India to resist tariff cuts at RCEP meeting
 
NEW DELHI: Firm on protecting their domestic markets, India, South Korea and China will make a coordinated push to resist demands for significant tariff concessions sought by other countries under the 16-country Regional Comprehensive Economic Partnership (RCEP). 
 
All the participating countries will meet on Monday for the seventh round of negotiations in Thailand. Japan, Australia and New Zealand want these three countries, which have big domestic markets, to open up 80% product lines for imports. India, China and South Korea are keen to limit it to 40% of the product lines. India will likely keep dairy, textiles, automobiles, machinery, rubber, spices and steel out of the initial offer for regional cooperation and economic partnership. RCEP is a proposed comprehensive free-trade pact among 10 Asean countries — Brunei, Cambodia, Indonesia, Laos, Malaysia, Myanmar, the Philippines, Singapore, Thailand, and Vietnam — and the six partners with which they have free-trade agreements (FTAs)—Australia, China, India, Japan, South Korea and New Zealand. 
 
"South Korea and China bringing down their offer from opening 80% tariff lines to 40% gives weight to our stand," said a government official. "We have worked on a negative list where broad sectors include agri products, dairy, textiles, among others." 

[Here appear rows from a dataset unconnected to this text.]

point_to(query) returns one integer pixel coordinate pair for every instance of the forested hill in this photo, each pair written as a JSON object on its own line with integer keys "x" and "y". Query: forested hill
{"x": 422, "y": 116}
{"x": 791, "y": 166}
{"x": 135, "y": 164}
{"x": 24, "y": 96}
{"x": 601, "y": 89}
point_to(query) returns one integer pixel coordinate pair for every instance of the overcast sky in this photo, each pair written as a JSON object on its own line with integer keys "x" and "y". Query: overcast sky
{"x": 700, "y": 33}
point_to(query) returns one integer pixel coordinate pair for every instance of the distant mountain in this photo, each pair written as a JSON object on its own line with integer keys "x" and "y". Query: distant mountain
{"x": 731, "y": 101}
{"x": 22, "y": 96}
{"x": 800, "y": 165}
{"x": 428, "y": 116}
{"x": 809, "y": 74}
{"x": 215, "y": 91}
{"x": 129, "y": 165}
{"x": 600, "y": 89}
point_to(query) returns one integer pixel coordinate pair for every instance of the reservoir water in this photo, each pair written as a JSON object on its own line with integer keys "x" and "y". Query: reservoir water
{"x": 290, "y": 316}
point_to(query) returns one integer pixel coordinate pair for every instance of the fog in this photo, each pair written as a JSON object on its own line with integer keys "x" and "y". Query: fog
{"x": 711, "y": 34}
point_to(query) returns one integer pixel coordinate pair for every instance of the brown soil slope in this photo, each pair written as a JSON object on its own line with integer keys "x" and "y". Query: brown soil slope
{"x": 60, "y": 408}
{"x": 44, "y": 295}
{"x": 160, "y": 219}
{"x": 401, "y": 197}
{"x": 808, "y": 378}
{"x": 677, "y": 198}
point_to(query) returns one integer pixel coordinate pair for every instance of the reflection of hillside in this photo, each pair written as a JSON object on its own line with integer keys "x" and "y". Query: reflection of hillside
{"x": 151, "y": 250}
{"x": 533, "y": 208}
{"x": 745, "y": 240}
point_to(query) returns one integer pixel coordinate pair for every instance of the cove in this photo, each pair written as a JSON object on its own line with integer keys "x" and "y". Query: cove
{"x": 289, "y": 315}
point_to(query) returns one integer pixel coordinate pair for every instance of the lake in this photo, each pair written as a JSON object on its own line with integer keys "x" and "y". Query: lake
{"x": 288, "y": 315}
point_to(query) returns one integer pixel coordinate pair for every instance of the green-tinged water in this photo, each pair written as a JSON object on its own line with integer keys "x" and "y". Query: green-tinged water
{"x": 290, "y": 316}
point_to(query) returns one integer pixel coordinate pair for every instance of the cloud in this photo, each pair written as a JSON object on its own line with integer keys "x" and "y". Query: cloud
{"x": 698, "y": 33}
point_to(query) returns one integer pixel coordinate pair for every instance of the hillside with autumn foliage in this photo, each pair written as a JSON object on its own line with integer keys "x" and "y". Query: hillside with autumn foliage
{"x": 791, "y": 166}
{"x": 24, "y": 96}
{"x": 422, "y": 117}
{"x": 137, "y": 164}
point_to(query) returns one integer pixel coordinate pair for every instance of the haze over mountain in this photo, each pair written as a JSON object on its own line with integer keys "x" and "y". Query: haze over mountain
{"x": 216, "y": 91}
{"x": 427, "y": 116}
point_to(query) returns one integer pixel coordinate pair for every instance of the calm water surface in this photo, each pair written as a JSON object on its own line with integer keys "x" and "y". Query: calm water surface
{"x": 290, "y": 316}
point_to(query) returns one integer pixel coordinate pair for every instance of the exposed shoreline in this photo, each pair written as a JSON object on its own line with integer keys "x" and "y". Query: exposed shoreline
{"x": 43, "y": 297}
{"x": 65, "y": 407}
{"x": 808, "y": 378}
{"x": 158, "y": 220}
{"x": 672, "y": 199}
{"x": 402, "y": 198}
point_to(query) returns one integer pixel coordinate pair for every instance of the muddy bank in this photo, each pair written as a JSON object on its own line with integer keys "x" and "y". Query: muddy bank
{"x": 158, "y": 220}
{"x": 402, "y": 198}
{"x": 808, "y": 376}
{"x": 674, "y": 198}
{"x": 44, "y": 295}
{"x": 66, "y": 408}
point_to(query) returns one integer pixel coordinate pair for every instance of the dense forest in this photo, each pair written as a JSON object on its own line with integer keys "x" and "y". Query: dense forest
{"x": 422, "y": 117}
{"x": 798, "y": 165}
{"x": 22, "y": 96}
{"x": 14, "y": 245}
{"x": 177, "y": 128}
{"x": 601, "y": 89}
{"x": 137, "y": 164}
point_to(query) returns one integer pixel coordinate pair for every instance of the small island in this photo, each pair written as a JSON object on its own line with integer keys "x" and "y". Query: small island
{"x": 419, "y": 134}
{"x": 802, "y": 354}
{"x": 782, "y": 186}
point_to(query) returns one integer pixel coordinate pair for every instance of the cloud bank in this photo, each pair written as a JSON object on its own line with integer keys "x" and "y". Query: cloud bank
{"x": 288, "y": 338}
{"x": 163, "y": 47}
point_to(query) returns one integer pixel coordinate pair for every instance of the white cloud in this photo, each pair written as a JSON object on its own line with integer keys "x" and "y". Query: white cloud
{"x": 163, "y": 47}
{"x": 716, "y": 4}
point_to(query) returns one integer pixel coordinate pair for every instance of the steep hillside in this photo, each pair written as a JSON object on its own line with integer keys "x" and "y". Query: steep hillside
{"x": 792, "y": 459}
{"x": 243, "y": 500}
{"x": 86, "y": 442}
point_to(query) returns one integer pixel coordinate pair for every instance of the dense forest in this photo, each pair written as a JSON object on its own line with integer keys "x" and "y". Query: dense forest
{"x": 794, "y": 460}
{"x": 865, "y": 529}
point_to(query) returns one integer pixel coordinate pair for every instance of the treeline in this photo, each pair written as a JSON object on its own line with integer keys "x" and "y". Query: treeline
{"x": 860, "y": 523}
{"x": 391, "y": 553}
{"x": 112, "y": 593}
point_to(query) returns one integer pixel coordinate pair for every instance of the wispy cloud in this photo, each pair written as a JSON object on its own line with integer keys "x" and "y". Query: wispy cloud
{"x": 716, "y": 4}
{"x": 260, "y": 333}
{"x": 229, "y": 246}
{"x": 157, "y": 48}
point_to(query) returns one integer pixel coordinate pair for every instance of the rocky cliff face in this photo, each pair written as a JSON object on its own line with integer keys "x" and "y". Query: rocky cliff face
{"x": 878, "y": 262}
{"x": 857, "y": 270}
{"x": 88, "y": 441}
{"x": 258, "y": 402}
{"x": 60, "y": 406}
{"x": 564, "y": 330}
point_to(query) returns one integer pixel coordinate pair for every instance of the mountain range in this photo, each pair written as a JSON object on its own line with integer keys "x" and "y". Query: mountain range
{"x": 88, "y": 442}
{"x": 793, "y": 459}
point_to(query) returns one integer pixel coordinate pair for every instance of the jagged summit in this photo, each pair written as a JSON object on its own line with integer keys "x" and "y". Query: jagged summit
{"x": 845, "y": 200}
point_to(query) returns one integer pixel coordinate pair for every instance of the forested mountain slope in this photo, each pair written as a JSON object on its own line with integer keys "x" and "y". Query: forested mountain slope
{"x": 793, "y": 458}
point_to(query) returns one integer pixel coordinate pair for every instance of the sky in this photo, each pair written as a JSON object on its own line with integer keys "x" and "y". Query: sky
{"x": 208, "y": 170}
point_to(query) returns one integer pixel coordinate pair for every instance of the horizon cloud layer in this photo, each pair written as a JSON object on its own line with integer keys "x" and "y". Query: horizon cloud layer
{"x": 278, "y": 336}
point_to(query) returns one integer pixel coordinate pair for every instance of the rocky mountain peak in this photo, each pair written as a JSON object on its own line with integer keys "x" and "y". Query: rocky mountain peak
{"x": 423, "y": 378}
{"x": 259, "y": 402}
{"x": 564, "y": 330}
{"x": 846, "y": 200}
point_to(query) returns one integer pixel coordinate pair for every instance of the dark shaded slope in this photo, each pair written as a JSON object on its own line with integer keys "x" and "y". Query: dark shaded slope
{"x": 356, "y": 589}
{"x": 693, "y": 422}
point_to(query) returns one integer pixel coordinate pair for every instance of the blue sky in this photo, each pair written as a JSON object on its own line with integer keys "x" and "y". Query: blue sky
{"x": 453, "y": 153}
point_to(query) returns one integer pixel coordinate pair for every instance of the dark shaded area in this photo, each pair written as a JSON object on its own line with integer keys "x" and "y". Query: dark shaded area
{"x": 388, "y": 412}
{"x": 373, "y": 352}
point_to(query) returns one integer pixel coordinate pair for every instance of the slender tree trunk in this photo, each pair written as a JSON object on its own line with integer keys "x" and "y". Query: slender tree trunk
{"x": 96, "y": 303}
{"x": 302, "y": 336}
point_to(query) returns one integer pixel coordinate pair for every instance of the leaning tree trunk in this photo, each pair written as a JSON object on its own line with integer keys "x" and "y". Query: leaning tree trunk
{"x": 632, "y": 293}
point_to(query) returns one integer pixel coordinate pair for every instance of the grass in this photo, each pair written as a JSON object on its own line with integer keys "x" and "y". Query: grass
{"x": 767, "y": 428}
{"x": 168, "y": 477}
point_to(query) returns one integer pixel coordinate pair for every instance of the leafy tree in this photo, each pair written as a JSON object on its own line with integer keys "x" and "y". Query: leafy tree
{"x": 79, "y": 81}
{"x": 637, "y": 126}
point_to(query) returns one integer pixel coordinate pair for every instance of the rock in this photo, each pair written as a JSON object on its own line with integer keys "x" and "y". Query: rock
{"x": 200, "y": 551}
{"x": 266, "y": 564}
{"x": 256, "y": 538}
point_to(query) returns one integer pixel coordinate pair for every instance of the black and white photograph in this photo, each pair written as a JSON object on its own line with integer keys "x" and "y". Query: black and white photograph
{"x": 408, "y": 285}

The pact seeks to cover goods, services, investments, competition and intellectual property, and is targeted for conclusion by the end of 2015. 

"We are not against ambition but want to keep initial offer low as we can't throw open most sectors for countries with whom we don't have FTA yet, such as China, Australia and New Zealand," the official added. "For example, we may like to open 80% tariff lines for Asean, but not even 60% for Australia and China," he explained. India has so far signed FTAs with Asean, South Korea, Japan, Singapore and Malaysia, and is negotiating pacts with New Zealand and Australia. 
 
India has avoided a pact with China for fear of its manufacturing industry getting hurt. Along with Japan and South Korea, India made a joint proposal at the last meeting in Delhi on the modalities of the agreement on goods. 
India is pushing for a simultaneous agreement on goods and services, whereas some countries have shown willingness to conclude a pact on goods first. There appear differences in the services pact where India, backed by six Asean countries, want a positive list approach to the offer, where the commitment to open certain services is listed.